In these days, we have super fast computers that can compute so fast we can’t even imagine it. So should we care about our algorithm time complexity?

Well I hope that with little bit of math and some examples, I will convince you that you should care.

## How to Compute Time Complexity?

At first, you have to know what can influence the performance of your algorithm.

- Hardware (single vs multi processor, read/write to memory, 32 vs 64 bit)
**Input**

You might be a little bit surprised by this, but hardware is not such a big deal. **Input is the real problem here**.

The bigger the input, the more time it will take to finish.

**Here comes the demo. You can download it here.**

We have 2 algorithms.

### 1. IsPrimeNumber

private static bool IsPrimeNumber(long number)
{
for (int i = 2; i < number; i++)
{
if (number % i == 0)
{
return false;
}
}
return true;
}

This algorithm will run in worst case, when the number is a prime number and I have to iterate all numbers, (number – 2) times.

Let's say that my computer is really slow and one iteration takes 1 ms.

So this piece of code would take 21 ms for number = 23.

#### Explanation

number-2 => 23-2 =21.

This is all just theory, because my computer and yours probably too makes it in 1 ms all.

However, try to run the demo with the number = 63544753, or you can pick an even bigger prime number here.

Now, you can see that it takes time, quite a lot of time for 11 lines of code.

### 2. So We Can Try IsPrimeNumberFaster

private static bool IsPrimeNumberFaster(long number)
{
var sqrt = Math.Sqrt(number);
for (int i = 2; i <= sqrt; i++)
{
if (number % i == 0)
{
return false;
}
}
return true;
}

This algorithm will run in worst case (sqrt(number) – 1) times.
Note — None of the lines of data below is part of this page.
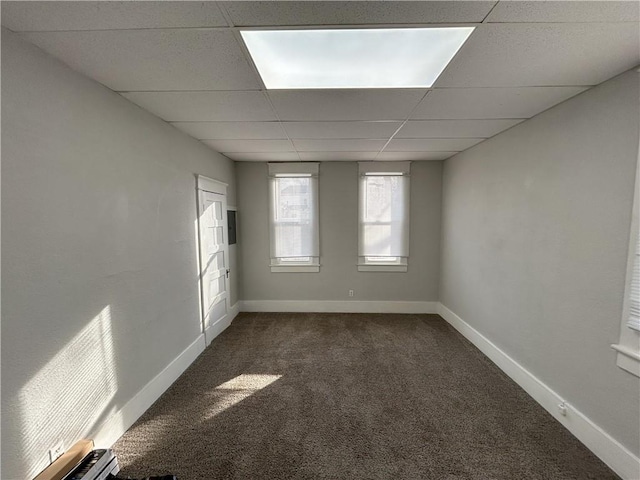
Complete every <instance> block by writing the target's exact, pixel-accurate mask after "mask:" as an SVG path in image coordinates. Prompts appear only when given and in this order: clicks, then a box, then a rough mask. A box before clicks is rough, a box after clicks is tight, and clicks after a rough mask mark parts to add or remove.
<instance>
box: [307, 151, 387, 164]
mask: <svg viewBox="0 0 640 480" xmlns="http://www.w3.org/2000/svg"><path fill="white" fill-rule="evenodd" d="M299 155H300V159H301V160H308V161H314V162H322V161H328V162H361V161H371V160H374V159H375V158H376V155H378V152H377V151H376V152H299Z"/></svg>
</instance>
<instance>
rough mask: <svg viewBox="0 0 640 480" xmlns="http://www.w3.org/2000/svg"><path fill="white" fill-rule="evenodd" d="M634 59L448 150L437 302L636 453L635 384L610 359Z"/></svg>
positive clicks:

And that is a lot less than the first algorithm.

#### Explanation

For number=23, it is (sqrt(number)-1) = > (sqrt(23) – 1) = 3.8.

Feel free to try my demo and you will see that this algorithm will finish much faster for number=63544753 than the first one.

From the graph of functions, we can see that linear function (n-2) => O(n) grow faster than O(sqrt(n)) especially for large input (large number in our case).

**O** is so called **big-oh**. We will discuss big-oh next time.

I hope that I convinced you that time complexity of an algorithm is very important and you should think about it when you are writing your code.